Konzept des Fegefeuers
Gläubige der östlichen Orthodoxie akzeptieren das Konzept oder Fegefeuer nicht. e. Strafe für die toten Seelen, bevor sie in den Himmel kommen. Sie glauben auch nicht an Kreuzwegstationen. Katholiken glauben an beide Konzepte.

Einheit der Kirchen
Durch die Einheit der Kirchen bedeuten die Gläubigen der östlichen Orthodoxie die Mitgliedschaft in einer der orthodoxen Kirchen, die in voller Gemeinschaft miteinander stehen. Katholische Einheit bedeutet für die Katholiken die Teilnahme an der vom Papst geführten Organisation.

Zusammenfassung
1. Gläubige der griechischen Orthodoxie sind vor allem in Nordafrika, Kleinasien und dem Nahen Osten zu finden; Katholiken werden hauptsächlich in Westeuropa, im nördlichen und westlichen Teil des Mittelmeerraums gesehen.
2. Griechische Sprache wird in kirchlichen Funktionen der griechisch-orthodoxen verwendet; Latein ist die Amtssprache der römisch-katholischen Kirchen.

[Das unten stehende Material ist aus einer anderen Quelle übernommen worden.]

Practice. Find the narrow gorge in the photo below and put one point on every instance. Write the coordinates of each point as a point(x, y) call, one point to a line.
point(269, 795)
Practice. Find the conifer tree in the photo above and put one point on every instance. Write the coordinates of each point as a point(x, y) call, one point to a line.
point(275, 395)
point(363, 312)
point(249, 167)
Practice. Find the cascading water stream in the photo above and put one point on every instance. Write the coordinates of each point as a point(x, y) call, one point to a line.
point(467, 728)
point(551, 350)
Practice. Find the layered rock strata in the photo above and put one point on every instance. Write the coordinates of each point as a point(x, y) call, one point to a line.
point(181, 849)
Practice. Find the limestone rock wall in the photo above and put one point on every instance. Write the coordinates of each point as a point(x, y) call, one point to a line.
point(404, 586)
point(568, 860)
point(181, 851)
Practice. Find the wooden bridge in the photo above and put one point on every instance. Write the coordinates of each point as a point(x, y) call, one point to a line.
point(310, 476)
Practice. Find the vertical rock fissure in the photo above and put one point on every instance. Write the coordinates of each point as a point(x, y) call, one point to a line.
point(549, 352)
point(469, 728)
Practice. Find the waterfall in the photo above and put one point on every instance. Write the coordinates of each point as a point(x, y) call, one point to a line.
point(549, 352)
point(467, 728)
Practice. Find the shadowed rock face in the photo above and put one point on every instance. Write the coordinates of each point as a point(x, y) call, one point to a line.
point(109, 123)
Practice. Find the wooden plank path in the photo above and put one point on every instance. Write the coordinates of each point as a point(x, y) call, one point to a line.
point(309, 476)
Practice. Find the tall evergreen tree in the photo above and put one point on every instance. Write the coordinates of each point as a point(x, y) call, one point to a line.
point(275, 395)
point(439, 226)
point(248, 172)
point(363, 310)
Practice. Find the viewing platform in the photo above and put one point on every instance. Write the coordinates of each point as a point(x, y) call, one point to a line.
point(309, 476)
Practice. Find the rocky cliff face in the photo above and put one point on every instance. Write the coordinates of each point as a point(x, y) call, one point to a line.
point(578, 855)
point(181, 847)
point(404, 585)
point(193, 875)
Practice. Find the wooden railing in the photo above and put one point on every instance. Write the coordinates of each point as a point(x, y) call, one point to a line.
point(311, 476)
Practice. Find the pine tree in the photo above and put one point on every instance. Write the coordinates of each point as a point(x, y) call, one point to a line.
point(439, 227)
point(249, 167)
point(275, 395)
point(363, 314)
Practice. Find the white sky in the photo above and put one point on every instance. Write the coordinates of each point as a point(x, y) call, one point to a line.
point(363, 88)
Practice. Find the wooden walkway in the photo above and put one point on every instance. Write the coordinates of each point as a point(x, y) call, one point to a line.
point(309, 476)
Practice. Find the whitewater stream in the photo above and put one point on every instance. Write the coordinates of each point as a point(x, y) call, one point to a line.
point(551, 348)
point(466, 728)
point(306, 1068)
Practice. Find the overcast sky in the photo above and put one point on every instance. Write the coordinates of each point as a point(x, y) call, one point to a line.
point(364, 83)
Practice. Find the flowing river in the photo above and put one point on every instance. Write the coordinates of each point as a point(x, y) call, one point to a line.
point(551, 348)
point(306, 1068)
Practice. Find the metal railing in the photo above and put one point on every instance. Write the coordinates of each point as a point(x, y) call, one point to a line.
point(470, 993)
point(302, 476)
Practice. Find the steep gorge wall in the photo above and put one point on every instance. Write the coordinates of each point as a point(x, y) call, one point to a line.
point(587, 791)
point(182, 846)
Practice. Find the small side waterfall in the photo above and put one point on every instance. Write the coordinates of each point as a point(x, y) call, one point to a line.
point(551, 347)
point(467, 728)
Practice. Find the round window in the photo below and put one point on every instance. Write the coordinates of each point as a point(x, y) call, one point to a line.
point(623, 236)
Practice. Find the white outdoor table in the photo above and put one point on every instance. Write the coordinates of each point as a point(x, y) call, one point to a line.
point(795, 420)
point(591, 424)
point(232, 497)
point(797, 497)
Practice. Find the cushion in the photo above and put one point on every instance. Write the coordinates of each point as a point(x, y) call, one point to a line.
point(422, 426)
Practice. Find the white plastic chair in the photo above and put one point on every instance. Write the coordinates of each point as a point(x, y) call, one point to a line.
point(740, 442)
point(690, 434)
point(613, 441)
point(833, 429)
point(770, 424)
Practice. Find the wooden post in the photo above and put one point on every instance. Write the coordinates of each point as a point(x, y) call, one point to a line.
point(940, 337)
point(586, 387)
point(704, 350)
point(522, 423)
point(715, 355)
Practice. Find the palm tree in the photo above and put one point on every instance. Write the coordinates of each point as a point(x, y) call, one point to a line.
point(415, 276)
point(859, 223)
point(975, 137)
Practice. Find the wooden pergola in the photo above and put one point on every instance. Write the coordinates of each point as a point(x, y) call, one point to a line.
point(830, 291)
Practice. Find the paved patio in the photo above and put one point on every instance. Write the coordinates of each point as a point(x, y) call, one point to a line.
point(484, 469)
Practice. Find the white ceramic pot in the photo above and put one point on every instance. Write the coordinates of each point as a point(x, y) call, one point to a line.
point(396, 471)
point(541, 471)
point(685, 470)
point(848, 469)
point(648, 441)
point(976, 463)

3. Während der Göttlichen Liturgie verwenden die Byzantiner gesäuertes Brot; Römische Katholiken verwenden ungesäuertes Brot.
4. Byzantiner betonen die Göttlichkeit Christi; Katholiken betonen die Menschlichkeit Christi.
5. Byzantiner betrachten den höchsten Bischof als die höchste Autorität der Sekte, halten ihn aber nicht für unfehlbar. Sie akzeptieren kein Papsttum; Katholiken akzeptieren Papst als die höchste Autorität der Sekte und betrachten ihn als unfehlbar.
6. Byzantiner glauben, dass Maria die ursprüngliche Sünde begangen hat; Katholiken glauben, dass Maria die Erbsünde nicht begangen hat.
7. Byzantiner huldigen den Ikonen; Katholiken huldigen Statuen.
8. Östliche Orthodoxie erlaubt die Heirat von Geistlichen; Katholiken erlauben keine Heirat von Geistlichen.
9. Byzantiner glauben nicht an das Konzept des Fegefeuers und der Kreuzwegstationen; Katholiken glauben an beide.
10. Durch die Einheit der Kirchen verstehen die Byzantiner die Zugehörigkeit zu einer der Kirchen; in der Erwägung, dass die Katholiken dies verstehen - die Teilnahme an der Organisation, die von Papst geleitet wird.